We also use an ensure
block to restore the default behaviour for USR1
so it
doesn’t misfire if there are multiple tests setting traps for it.
The wait_for_signal
helper is straightforward, it sends the signal and then
sleeps for a moment.
def wait_for_signal(seconds)
Process.kill('USR1', Process.ppid)
sleep(seconds)
end
So now we have all the pieces we need to test our signal handler. But there’s
one more problem. Signals are great for asychronous communication between
processes, but they aren’t completely reliable. We can do one final refactoring
of our RubyProcess
class to use an IO
pipe instead.
The run_and_send
method gets refactored like this:
def run_and_send(signal)
block_rd, @block_wr = IO.pipe
pid = fork do
@test_block.call(self)
end
block_rd.gets
Process.kill(signal, pid)
_, @status = Process.waitpid2(pid)
ensure
block_rd.closed? or block_rd.close
@block_wr.closed? or @block_rd.close
end
The signal trap has been replaced with a call to IO.pipe
, which returns a pair
of read and write IO objects. The write end is stored as @block_wr
so the
wait_for_signal
helper can write to it. The fork
portion is unchanged, but
next we use block_rd.gets
to block the parent process until the child is
ready. There is also an ensure
section to this method to close the pipe and
keep things tidy.
The changes to wait_for_signal
are similarly simple, instead of sending USR1
to the parent, it just writes 'READY'
into the @block_wr
end of the pipe and
then flushes it so the parent process will stop blocking.

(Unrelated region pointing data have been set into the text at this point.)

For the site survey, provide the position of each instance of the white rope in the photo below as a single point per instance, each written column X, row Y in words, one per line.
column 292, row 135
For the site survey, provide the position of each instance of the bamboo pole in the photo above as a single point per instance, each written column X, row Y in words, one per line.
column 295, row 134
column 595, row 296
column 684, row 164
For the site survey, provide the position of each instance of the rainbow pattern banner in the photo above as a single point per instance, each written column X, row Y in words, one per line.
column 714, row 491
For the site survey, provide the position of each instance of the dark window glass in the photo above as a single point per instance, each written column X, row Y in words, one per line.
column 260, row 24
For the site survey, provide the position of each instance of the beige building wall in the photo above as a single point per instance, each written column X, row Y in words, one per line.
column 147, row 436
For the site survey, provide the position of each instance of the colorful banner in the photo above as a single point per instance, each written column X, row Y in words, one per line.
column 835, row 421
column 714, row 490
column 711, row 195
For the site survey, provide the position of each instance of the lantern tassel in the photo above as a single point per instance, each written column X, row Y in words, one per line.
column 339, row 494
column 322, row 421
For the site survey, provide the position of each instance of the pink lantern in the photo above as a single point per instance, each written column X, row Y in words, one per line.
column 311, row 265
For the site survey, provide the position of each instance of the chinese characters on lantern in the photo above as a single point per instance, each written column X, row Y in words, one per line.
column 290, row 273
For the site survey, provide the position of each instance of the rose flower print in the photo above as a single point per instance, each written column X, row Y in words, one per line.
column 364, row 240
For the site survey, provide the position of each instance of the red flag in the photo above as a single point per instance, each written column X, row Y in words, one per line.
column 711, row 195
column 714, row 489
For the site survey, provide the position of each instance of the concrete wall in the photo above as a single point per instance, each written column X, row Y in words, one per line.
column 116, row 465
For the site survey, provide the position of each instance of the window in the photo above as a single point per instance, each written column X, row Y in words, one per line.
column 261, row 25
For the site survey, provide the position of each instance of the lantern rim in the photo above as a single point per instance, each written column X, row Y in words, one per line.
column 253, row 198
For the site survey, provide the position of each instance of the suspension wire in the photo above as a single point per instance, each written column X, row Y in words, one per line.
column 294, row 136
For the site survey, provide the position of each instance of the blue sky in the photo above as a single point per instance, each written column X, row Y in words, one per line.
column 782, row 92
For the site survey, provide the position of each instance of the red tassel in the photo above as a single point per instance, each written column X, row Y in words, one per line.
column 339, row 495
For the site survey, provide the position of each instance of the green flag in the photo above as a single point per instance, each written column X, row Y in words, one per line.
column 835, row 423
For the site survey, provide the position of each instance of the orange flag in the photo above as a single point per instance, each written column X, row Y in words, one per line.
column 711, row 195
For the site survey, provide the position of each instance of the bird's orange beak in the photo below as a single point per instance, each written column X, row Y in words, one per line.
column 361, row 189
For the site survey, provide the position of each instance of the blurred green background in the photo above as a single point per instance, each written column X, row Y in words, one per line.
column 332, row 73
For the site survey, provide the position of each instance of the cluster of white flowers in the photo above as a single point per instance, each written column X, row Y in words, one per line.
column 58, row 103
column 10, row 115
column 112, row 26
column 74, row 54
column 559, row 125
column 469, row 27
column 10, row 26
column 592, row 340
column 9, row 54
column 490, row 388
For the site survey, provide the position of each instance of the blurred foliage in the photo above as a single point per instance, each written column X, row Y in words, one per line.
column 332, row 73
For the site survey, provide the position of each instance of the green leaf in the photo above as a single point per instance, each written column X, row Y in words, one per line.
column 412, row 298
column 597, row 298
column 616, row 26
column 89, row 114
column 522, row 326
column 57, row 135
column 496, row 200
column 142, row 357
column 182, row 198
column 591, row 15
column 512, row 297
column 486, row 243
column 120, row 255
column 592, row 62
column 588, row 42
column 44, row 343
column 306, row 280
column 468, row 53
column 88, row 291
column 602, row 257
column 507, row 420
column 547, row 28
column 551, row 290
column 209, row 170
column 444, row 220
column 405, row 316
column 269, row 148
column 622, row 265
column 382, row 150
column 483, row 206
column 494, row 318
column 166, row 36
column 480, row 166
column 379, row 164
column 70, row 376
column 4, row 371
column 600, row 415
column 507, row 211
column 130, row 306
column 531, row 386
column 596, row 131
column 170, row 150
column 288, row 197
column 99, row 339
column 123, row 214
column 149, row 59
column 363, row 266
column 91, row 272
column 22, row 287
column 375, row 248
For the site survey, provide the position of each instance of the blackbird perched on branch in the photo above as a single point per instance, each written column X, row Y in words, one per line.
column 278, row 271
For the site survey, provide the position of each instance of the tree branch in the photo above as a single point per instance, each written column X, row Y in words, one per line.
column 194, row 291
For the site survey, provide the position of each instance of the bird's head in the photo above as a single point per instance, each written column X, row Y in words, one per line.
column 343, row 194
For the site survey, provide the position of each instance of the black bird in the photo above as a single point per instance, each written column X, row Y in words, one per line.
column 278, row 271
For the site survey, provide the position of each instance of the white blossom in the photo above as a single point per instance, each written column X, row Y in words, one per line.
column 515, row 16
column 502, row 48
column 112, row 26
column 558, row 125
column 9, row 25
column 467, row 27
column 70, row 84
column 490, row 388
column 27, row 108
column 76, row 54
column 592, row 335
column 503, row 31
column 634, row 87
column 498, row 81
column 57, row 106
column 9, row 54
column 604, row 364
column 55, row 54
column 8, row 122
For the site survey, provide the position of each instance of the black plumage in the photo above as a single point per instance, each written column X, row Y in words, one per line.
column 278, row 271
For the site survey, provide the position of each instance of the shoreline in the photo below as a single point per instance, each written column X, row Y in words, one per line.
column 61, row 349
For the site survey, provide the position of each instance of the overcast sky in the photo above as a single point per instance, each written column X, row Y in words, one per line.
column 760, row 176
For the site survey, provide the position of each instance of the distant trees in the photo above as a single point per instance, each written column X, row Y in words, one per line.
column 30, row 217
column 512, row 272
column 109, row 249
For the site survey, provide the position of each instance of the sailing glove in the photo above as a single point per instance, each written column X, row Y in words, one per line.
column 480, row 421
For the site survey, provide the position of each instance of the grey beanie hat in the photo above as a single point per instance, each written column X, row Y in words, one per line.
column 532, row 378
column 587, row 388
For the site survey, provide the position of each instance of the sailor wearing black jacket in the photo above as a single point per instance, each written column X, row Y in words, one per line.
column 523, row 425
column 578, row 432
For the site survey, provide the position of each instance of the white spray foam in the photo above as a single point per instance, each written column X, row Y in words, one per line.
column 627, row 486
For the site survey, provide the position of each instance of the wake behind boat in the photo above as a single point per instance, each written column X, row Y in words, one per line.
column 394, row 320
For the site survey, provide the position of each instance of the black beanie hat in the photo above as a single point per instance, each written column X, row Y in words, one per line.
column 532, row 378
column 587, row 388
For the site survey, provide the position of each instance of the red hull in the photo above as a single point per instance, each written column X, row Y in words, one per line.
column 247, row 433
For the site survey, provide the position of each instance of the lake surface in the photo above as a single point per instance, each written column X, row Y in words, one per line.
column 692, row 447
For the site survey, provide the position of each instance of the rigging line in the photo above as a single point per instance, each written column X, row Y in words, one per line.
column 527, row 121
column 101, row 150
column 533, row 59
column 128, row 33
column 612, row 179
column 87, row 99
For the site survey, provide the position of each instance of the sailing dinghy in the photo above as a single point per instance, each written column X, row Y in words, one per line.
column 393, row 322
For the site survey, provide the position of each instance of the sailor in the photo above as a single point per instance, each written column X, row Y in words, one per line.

def wait_for_signal(seconds)
@block_wr.puts 'READY'
@block_wr.flush
sleep(seconds)
end
Now our parent and child process can work together without worry if one gets
delayed. Here’s the full code all put together. The RubyBlock
helper can be
moved into a support file to keep the test code focused.
class RubyBlock
def initialize(&test_block)
@test_block = test_block
end
def wait_for_signal(seconds)
@block_wr.puts 'READY'
@block_wr.flush
sleep(seconds)
end
def run_and_send(signal)
block_rd, @block_wr = IO.pipe
pid = fork do
@test_block.call(self)
end
block_rd.gets
Process.kill(signal, pid)
_, @status = Process.waitpid2(pid)
ensure
block_rd.closed? or block_rd.close
@block_wr.closed? or @block_wr.close
end
def successful?
@status && @status.success?
end
end
describe GracefulShutdown do
it "exits without error" do
test = RubyBlock.new do |helper|
GracefulShutdown.new.handle_signals do
helper.wait_for_signal 1.0
raise 'No Interrupt received'
end
end
test.run_and_send('INT')
expect(test).to be_successful
end
end
Bonus Content
If you checkout out the code for GracefulShutdown
that was posted to
Github with the last post, you may have noticed an alternate way to write these
tests that uses popen
instead of fork
.
Here’s the interesting parts:
class RubyProcess
WAIT_HELPER = <<-EOS
def wait_for_signal(seconds)
# Signal parent we are ready.
Process.kill('USR1', Process.ppid)
# Wait for interrupt.
sleep(seconds)
end
EOS
def initialize(code, *args)
cmd = ['ruby'] + args
@io = IO.popen(cmd, 'w+', err: [:child, :out])
@io.write(WAIT_HELPER)
@io.write(code)
end
def run_and_send(signal)
usr1_handler = trap(:USR1) do
Process.kill(signal, @io.pid)
end
# The program starts when the write end of the pipe is closed.
@io.close_write
_, @status = Process.waitpid2(io.pid)
ensure
trap(:USR1, usr1_handler)
end
def successful?
@status.success?
end
def output
@io.read
end
end
This starts a fresh Ruby process which has the test code fed into it on STDIN
,
the test code takes the form of a string. Ruby will delay execution of the test
code until it reaches the end of the file, so we can control execution until the
@io
is closed for writing.
The helper is another block of text that defines wait_for_signal
at the top
level, it gets injected into the input stream in the constructor, ahead of the
test code. Because it doesn’t share anything with the parent process, we can’t
use the IO.pipe
trick as easily, so it still uses the signal system we covered
earlier.
In some ways this code is better. It’s a clean slate, so there’s no chance of
some test state leaking into the example, it’s also simpler, just a single input
into the process. But it forces tests to be written as strings, which isn’t
ideal, and the use of signals to synchronize things is also prone to failure.
Overall the fork
method is superior, even with the added complexity.